Otros dos lapones pasan por aquel sitio, padre e hijo. Se han detenido, y apoyando ambas manos sobre el cayado examinan la choza y la tierra preparada para el cultivo, y oyen allá arriba las esquilas de las cabras.
—Gente ha venido aquí que vale mucho —dicen, después de dar los buenos días. Los lapones son siempre aduladores.
—¿No sabrías de una moza que me sirviera? —pregunta Isak, que no tiene otra idea.
—¿Una moza para las faenas? No. Pero indagaremos.
—Me haréis un gran favor. Diréis que tengo una casa y tierra de labranza, y ganado, pero me falta una sirvienta que me ayude.
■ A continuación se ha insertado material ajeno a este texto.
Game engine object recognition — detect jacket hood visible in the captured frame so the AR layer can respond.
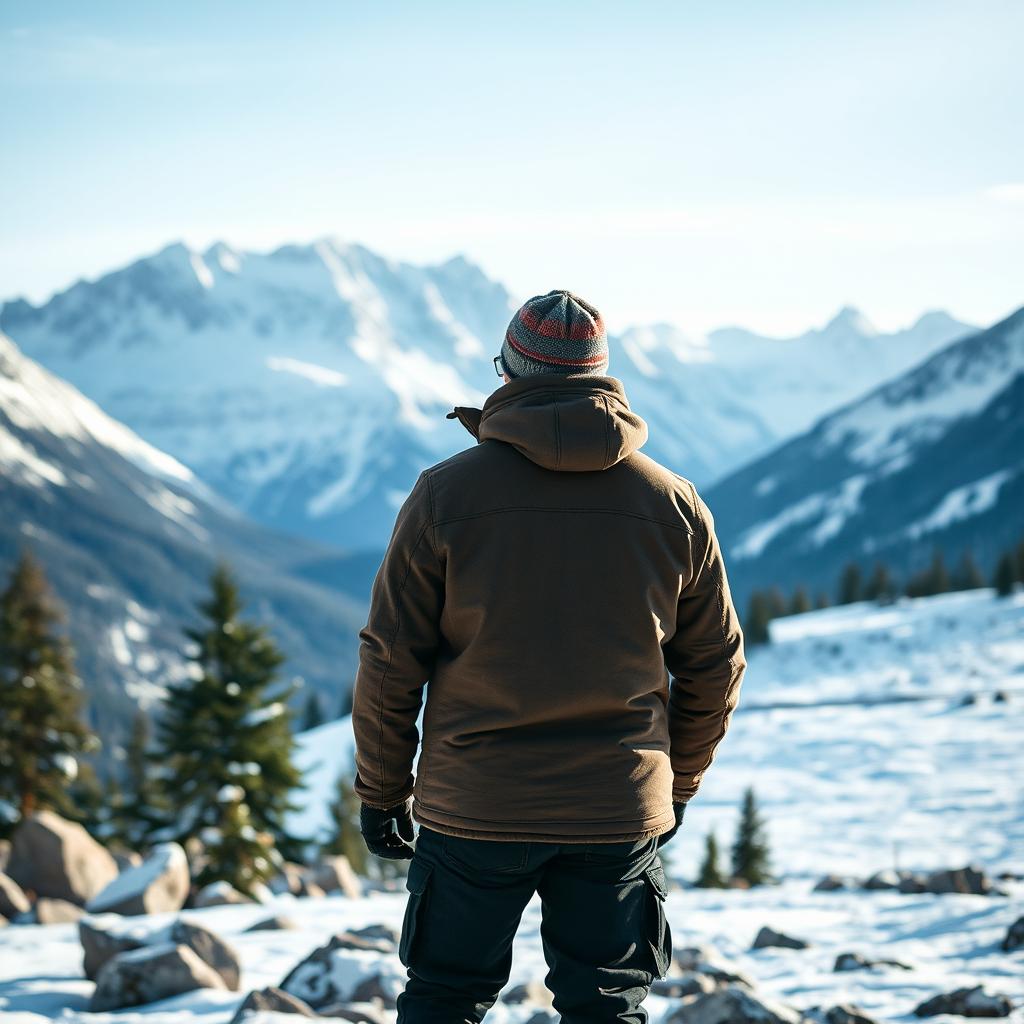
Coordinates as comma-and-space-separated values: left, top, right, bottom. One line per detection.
447, 374, 647, 472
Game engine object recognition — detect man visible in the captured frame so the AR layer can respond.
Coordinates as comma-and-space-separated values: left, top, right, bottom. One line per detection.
352, 290, 745, 1024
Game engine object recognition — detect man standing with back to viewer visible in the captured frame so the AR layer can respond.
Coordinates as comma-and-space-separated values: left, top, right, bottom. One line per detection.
352, 290, 746, 1024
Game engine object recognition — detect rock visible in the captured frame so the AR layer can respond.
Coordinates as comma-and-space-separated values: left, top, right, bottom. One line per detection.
6, 811, 118, 906
89, 942, 224, 1013
913, 985, 1013, 1017
751, 926, 810, 949
89, 843, 190, 914
1002, 918, 1024, 953
833, 953, 913, 971
246, 913, 299, 932
825, 1006, 877, 1024
306, 855, 362, 899
0, 871, 32, 918
665, 988, 803, 1024
502, 978, 553, 1007
193, 882, 256, 910
78, 914, 146, 981
864, 868, 899, 889
925, 864, 992, 896
34, 896, 85, 925
230, 986, 316, 1024
171, 919, 242, 992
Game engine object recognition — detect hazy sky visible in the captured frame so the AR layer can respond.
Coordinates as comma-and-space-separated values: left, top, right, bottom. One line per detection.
0, 0, 1024, 333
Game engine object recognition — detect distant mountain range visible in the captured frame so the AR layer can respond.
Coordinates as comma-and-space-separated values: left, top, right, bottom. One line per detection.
706, 309, 1024, 600
0, 335, 366, 741
0, 240, 973, 552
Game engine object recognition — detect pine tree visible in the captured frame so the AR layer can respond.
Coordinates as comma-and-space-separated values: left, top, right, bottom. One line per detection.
837, 562, 863, 604
301, 690, 324, 732
151, 565, 303, 872
992, 553, 1017, 597
324, 774, 370, 874
743, 590, 771, 646
732, 786, 772, 886
0, 551, 99, 817
790, 587, 811, 615
693, 831, 728, 889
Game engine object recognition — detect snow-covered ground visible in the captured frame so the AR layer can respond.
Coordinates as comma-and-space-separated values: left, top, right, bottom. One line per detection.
0, 591, 1024, 1024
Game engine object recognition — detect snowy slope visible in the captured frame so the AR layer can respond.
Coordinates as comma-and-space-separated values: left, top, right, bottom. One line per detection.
0, 335, 362, 753
705, 310, 1024, 599
0, 591, 1024, 1024
0, 240, 968, 548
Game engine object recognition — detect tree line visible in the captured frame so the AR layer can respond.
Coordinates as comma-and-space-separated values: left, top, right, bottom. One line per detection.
743, 540, 1024, 645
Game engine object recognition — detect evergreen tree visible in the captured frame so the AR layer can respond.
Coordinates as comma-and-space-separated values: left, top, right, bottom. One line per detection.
301, 690, 324, 732
838, 562, 863, 604
743, 590, 771, 646
151, 565, 302, 877
790, 587, 811, 615
952, 551, 985, 590
0, 552, 99, 817
732, 786, 771, 886
992, 553, 1017, 597
324, 774, 370, 874
693, 831, 728, 889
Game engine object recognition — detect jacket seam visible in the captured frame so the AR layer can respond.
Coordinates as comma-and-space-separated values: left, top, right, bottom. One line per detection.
377, 520, 429, 804
437, 505, 692, 536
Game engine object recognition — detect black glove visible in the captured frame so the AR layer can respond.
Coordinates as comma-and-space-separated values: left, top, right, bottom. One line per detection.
657, 803, 686, 850
359, 797, 416, 860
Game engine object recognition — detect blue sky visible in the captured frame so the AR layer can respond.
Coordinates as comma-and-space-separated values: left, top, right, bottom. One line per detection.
0, 0, 1024, 333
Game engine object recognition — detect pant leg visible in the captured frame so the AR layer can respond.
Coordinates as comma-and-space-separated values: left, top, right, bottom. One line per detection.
538, 838, 672, 1024
398, 824, 557, 1024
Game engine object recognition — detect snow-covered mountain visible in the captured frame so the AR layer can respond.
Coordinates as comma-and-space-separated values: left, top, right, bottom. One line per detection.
0, 240, 969, 548
706, 309, 1024, 597
0, 335, 365, 740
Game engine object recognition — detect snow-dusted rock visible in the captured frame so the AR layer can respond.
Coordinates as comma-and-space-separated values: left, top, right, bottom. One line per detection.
913, 985, 1013, 1017
0, 871, 32, 918
308, 854, 362, 899
230, 986, 316, 1024
171, 920, 242, 992
7, 811, 118, 906
281, 936, 407, 1011
751, 925, 810, 949
88, 843, 189, 914
1002, 918, 1024, 953
89, 943, 226, 1013
665, 988, 803, 1024
33, 896, 85, 925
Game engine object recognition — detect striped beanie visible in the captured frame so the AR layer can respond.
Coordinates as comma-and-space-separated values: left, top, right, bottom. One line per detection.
502, 289, 608, 377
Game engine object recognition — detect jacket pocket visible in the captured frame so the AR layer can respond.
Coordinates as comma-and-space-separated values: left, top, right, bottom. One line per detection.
644, 857, 672, 978
398, 857, 434, 967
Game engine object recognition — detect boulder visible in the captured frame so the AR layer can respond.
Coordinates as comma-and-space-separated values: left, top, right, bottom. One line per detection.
193, 882, 256, 910
78, 914, 147, 981
913, 985, 1013, 1017
1002, 918, 1024, 953
33, 896, 85, 925
665, 988, 803, 1024
751, 926, 810, 949
0, 871, 32, 918
89, 942, 225, 1013
306, 855, 362, 899
230, 986, 316, 1024
925, 864, 992, 896
89, 843, 189, 915
171, 919, 242, 992
6, 811, 118, 906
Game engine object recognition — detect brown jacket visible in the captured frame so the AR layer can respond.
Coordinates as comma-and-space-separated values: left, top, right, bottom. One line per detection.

Cada vez que bajaba a la aldea cargado de corteza de abedul, buscaba él mismo tal moza, pero no era fácil hallarla. Se había entrevistado con una viuda y con algunas doncellas, ya de cierta edad, pero no se atrevieron a ofrecerle sus servicios e Isak no acertaba a comprender el porqué. ¿Es que, realmente, no lo comprendía? ¿Quién iba a querer servir a aquel hombre, tan lejos, en la tierra desierta, a varias millas de los demás hombres? ¡El lugar habitado más próximo se encontraba a un día entero de viaje! Y él no tenía nada grato en su presencia; cuando hablaba, no era precisamente un tenor con los ojos puestos en el cielo; antes bien, su voz era áspera, tenía algo de animal. Tendría que resignarse a vivir solo.
Knut Hamsun
Bendición de la tierra
Novela publicada en 1917 y escrita por el considerado como segundo mejor escritor noruego (fue Premio Nobel en 1920), después de Henrik Ibsen. Se trata de Bendición de la tierra. Muchos de ustedes no conocerán a este escritor noruego, pero si les digo que Hemingway dijo una vez que Hamsun le enseñó a escribir, o que el gran Henry Miller también confesó las influencias de este, se darán cuenta de la dimensión de la obra de este escritor.
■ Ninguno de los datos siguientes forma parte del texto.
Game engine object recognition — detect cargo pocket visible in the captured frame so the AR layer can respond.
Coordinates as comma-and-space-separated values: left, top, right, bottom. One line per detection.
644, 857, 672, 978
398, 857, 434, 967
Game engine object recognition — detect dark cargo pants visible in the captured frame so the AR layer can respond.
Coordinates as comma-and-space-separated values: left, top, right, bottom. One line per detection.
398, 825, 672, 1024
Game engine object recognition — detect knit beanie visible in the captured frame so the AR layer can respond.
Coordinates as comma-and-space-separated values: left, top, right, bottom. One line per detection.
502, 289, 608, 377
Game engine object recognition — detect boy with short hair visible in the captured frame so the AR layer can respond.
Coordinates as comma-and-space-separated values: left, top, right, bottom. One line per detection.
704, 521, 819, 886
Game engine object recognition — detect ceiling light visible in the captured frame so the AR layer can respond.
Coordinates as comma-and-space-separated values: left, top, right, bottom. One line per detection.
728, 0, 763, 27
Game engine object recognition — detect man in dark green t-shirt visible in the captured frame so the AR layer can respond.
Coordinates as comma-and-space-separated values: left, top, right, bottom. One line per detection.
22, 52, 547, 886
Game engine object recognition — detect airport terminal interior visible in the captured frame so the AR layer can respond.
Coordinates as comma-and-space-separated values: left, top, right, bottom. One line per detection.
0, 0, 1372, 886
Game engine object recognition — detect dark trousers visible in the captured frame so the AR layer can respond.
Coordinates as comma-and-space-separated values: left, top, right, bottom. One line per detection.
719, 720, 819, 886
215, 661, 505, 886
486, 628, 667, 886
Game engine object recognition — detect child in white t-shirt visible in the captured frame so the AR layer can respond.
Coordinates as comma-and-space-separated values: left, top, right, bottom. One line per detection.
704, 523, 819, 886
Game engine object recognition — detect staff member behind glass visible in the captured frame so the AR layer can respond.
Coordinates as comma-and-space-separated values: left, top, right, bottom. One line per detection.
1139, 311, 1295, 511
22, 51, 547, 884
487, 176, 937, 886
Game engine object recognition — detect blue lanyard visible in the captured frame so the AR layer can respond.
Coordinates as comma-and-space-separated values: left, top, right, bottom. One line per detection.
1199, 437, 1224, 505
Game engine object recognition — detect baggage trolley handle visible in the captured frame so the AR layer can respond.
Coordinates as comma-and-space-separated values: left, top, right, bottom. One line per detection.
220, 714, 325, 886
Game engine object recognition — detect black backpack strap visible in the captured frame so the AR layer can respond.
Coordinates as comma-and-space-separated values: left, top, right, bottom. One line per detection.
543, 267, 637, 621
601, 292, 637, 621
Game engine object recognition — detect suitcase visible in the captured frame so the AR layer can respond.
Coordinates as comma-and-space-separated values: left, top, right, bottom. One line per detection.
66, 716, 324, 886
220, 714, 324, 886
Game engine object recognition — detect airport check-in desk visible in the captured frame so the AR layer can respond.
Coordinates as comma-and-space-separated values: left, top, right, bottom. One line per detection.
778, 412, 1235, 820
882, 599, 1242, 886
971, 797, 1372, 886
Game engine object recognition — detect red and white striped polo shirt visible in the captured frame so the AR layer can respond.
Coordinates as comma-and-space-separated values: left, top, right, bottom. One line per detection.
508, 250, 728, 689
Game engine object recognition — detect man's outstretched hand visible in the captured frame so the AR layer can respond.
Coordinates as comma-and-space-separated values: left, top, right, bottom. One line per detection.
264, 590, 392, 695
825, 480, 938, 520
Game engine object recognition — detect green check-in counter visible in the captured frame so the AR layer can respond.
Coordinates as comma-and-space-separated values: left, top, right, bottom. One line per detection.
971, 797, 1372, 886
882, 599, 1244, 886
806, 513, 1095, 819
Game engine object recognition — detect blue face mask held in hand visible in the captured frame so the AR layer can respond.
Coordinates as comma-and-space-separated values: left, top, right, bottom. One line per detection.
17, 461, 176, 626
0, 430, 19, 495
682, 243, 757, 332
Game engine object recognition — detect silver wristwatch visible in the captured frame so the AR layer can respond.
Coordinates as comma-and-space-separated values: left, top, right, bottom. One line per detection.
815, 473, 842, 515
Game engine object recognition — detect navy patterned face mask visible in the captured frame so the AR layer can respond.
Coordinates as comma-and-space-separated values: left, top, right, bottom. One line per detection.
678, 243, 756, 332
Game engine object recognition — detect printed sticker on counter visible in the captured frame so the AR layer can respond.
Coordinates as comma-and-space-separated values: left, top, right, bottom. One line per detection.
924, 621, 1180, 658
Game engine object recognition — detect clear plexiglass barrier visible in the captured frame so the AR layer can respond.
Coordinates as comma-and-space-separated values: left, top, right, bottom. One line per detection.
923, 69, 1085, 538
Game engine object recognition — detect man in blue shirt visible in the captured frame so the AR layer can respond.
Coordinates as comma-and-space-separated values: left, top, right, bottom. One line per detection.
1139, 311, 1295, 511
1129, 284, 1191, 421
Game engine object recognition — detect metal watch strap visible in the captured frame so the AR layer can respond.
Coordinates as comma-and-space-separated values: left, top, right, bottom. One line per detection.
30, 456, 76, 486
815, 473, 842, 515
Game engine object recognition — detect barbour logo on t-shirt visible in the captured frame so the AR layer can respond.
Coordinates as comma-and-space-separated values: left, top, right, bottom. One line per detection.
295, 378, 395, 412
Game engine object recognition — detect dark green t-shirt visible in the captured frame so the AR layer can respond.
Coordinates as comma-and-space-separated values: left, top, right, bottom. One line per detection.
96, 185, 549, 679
Bendición de la tierra es una oda a la naturaleza, al hombre de campo y sus ancestrales formas de vivir. Comienza el relato con un solitario hombre que vaga por un lugar indeterminado de la frontera norte de Noruega y Suecia, buscando (o tal vez huyendo) su paraíso; su sitio en la vida.
Es un colono rodeado de vírgenes y duras tierras, apenas transitadas por alguien más que los lapones. Isak, que así se llama este coloso, como el autor lo llama a veces, construirá una modesta cabaña y se asentará en aquel territorio. Lo domará, preparará los campos para cultivarlos, desecará zonas pantanosas y se hará, en un principio, con unas pocas cabezas de ganado.
Podría decirse que la novela trata sobre el costumbrismo rural, con las miserias y grandezas de un tipo de hombres y mujeres que recuerdan mucho a la gente de campo. En Bendición de la tierra no hallarán diálogos densos, rápidos o sesudos. No sería de recibo. Son gente simple, en el buen sentido del término, que no saben expresarse porque la educación que han recibido no les da para más o porque no lo necesitan. La forma de contar las cosas es sublime, directo y sin florituras que recarguen los textos o se desvíen del tema.